January 26th, 2011 — 9:59am

I just spent the past 3 1/2 hours searching high and low for an area rug. I finally just said, screw it, and went ahead and made a mood board without one.

So here’s the new mood board. My two requirements were that my grandma’s retro orange lamp fit in (I will have to post proper pictures of that lamp for you to see, but the one in the mood board is a pretty accurate representation), and that I could hang my great aunt’s lace curtains. After that the rest just sort of came together. Minus the area rug.

I wanted something colorful and vintage-y without feeling too uncoordinated or girly (Jason does have to live here too, after all). And I wanted it to be comfortable and cozy, someplace we could hang out and watch Cosby, eat pizza and play Scrabble, or have some wine with friends. On the other hand I wanted it to be somewhere calm, where I can have a cup of tea and sit by the window and read or crochet. I also wanted the “base” to be neutral so that I could switch up accessories and put whatever I want in the room without stressing over whether it will “go”.

living room mood board

We don’t own any of the actual pieces in that board, but I tried to do an accurate representation of what we do have, because we don’t have the budget right now to buy a whole lot of new pieces. The biggest splurge items will be slipcovers for the couch and recliner (they’re navy blue now, we want them to be a lighter neutral like in the board), and that damn area rug.

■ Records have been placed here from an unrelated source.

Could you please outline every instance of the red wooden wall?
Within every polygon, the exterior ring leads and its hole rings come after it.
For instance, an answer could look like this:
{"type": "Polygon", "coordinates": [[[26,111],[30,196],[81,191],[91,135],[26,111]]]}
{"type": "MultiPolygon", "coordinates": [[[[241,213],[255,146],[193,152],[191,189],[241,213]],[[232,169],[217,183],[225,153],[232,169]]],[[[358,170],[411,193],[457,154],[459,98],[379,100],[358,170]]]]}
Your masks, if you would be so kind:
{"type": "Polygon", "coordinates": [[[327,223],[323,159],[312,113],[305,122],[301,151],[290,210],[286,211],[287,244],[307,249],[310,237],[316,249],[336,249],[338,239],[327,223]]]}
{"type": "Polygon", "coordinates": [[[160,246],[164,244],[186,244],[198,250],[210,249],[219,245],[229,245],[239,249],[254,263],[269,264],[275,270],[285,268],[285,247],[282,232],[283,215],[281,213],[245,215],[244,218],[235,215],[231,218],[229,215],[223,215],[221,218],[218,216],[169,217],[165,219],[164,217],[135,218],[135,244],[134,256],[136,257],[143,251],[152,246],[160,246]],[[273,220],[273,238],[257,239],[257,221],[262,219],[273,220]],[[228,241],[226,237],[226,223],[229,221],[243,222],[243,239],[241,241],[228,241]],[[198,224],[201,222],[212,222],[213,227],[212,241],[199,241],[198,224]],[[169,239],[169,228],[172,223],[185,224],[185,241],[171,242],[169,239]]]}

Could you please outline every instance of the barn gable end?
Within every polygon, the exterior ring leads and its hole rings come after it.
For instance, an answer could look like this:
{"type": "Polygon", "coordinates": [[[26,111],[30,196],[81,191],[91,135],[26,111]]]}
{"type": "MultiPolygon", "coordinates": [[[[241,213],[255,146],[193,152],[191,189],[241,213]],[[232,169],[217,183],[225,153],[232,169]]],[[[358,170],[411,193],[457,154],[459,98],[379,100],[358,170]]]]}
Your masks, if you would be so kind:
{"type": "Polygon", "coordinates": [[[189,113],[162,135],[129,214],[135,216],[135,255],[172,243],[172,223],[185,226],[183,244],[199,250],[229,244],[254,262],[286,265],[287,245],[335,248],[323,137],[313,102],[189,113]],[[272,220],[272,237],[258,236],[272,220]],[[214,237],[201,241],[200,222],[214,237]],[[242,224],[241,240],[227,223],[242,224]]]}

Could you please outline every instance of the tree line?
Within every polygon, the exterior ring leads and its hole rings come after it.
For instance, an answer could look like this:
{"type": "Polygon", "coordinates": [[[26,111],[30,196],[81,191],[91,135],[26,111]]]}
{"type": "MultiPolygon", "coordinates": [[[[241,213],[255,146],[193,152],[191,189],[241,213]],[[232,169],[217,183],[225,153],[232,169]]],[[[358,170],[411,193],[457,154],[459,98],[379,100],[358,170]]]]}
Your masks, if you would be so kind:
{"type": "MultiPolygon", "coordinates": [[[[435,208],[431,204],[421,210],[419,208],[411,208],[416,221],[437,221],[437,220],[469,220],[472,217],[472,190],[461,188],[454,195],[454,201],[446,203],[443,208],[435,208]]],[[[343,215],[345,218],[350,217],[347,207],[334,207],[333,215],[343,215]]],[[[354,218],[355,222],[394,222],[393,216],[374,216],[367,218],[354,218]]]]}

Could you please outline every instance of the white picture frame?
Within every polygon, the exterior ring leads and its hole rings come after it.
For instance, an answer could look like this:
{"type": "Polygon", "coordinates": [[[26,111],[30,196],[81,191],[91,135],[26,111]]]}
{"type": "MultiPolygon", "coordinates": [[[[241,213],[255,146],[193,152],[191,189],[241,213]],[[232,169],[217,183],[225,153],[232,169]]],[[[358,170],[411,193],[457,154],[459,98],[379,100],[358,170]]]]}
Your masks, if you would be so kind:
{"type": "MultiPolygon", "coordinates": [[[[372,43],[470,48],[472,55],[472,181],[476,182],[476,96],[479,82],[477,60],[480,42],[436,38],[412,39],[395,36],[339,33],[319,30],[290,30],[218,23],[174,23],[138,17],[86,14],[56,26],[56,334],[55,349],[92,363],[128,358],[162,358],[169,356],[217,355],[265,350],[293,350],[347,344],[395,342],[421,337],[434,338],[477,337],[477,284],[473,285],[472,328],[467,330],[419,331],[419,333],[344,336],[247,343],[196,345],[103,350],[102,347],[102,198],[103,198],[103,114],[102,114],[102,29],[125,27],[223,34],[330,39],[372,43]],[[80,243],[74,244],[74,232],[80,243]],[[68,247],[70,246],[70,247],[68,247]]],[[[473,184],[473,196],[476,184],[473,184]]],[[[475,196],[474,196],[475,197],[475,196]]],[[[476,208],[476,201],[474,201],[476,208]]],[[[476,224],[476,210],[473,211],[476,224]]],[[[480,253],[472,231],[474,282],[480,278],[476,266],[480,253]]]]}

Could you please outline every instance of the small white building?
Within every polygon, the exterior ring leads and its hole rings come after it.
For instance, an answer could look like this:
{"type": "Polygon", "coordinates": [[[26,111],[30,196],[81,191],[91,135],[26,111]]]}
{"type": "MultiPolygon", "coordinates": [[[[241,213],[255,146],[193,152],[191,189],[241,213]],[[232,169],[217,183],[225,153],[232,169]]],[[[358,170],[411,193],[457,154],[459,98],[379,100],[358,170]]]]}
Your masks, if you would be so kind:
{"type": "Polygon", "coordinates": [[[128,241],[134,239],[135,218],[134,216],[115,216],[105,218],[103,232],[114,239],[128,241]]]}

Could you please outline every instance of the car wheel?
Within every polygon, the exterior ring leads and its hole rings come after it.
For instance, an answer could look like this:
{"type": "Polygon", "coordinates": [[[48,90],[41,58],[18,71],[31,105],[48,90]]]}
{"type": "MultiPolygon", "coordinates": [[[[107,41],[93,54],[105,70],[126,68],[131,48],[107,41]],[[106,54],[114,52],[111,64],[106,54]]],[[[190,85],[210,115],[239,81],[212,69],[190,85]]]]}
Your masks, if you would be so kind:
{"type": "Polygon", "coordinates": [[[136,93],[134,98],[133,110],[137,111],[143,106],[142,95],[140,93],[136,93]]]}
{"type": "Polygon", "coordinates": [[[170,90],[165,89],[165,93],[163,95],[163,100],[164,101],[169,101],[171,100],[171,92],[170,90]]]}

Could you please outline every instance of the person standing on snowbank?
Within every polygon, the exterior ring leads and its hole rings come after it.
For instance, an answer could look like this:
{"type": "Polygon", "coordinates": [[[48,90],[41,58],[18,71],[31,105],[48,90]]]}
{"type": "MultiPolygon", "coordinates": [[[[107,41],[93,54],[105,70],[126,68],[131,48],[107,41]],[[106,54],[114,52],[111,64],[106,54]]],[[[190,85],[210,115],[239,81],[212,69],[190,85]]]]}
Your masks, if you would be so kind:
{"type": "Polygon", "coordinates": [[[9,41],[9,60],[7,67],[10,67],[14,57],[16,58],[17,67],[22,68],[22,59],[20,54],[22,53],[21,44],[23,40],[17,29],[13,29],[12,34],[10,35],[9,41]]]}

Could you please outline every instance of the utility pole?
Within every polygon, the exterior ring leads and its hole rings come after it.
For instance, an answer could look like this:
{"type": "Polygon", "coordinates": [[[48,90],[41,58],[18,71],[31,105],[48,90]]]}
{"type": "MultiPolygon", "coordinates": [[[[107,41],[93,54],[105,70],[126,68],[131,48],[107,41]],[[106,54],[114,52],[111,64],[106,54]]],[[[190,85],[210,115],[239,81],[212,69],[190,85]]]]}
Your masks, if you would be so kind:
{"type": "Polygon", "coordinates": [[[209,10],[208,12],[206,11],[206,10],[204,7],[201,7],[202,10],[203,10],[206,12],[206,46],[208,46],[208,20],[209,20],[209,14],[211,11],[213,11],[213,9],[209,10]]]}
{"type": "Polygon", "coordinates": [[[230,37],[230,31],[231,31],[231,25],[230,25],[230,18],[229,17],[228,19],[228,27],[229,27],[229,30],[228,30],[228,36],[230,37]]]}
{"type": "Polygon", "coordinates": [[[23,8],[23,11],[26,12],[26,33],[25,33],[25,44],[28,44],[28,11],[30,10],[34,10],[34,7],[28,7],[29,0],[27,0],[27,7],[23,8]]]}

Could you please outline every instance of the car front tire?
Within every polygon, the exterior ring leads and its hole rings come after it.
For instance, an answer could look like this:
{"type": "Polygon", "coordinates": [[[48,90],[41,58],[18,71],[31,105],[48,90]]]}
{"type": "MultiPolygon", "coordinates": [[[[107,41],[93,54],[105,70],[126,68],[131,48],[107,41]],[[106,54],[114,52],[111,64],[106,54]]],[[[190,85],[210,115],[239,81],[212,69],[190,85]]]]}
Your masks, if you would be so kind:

Here’s where you guys come in. What kind of area rug would you suggest? Colored? Neutral? Patterned? Solid? Flat-woven? Piled? Shag? We’re totally at a loss. Our budget is under $150 after tax/shipping, and we need an 8′x10′ or thereabouts. Help!!

4 comments » | Décor, Inspiration

Busy Bees

January 25th, 2011 — 1:10pm

Hi blog, I’m still here. I’ve been so busy lately, all of my free time has been taken up by projects, interviews, and trying to find a rhythm in the new house. I’ve worked both Saturday and Sunday every weekend since we moved in (something that, when I got the job, I was promised would never happen…ha!), and worked one double shift every week as well. Needless to say I’m exhausted, and I haven’t done anything exciting or post-worthy in the new house, and to be honest I haven’t even had time to take any pictures of anything. I don’t even know where my camera is right now.

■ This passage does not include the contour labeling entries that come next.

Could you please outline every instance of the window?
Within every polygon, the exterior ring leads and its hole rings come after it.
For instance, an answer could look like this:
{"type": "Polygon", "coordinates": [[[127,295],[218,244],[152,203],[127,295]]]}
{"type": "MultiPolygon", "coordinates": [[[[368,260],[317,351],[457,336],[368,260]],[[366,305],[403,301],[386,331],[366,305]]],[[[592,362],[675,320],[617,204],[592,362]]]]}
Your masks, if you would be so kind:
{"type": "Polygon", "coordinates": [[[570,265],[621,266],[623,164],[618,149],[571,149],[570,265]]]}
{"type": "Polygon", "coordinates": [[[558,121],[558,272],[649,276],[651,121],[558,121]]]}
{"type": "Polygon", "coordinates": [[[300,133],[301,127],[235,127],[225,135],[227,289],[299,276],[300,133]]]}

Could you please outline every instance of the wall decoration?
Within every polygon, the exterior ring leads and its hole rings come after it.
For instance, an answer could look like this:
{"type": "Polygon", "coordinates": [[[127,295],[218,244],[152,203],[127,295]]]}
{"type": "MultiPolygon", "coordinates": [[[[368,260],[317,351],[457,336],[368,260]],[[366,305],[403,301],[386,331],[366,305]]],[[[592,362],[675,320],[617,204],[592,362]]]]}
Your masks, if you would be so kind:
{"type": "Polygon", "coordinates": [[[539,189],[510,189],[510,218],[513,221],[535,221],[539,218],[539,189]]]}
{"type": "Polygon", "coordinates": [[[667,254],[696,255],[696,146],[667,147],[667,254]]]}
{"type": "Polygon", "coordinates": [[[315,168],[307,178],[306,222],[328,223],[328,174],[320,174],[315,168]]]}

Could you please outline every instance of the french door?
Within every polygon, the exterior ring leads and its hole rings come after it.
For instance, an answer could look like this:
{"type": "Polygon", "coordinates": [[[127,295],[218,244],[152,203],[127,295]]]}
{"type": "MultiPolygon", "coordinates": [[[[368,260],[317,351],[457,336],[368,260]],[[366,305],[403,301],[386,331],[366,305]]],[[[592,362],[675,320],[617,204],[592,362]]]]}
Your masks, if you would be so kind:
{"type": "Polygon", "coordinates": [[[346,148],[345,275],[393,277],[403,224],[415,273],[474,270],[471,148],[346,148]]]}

This weekend I have both days off for the first time in I don’t know how long. Jason and I are having a date day one of the days (we’re going to Phipps! I’ve never been there before), but I also have some projects I want to tackle while he’s here. I want to:

-Hang the coat rack
-Get all the basement stuff actually put in the basement (this is the biggest hump we have to get over right now…it’s been impossible to clean or decorate around the piles of junk we have sitting around that we just haven’t had the chance to put in the basement yet)
-Vacuum the dang couch
-Purchase a hammer and hang art on the walls (this will eliminate another 2 boxes)
-Fix the curtain situation: hang rods for the sheers inside the decorative rods, and hang our decorative panels in place of the old tenant’s hideous tab-top panels.
-Clean off the kitchen table by putting all the junk that’s there in its proper place

I’m also going to spend a little time today putting together a few mood boards for the living room. The bedroom already has a color scheme/feel that we both like, but the living room needs some major work. I have a few ideas in my head, and at least it’ll give me something to post about until the weekend when I really, really hope to be able to share pictures of the house with you here.

4 comments » | Décor, Happenings

First Week of 2011

January 5th, 2011 — 10:13pm

December 30th (technically the 31st as it was after midnight) we went to sleep with this in the living room of my old apartment:

last day in old apartment

December 31st we brought a few boxes, a change of clothes, the bed, and breakfast food, and slept in a very naked, uncomfortable, empty new house. I was feeling unsure and may or may not have gotten a little bit weepy a few times. I do not adjust well to change.

To take a break from moving we went out to the suburbs that evening to see Jason’s extended family, and then to Emily’s mom’s house to ring in the New Year. I love Emily’s family; her mom is really like the mom I never had.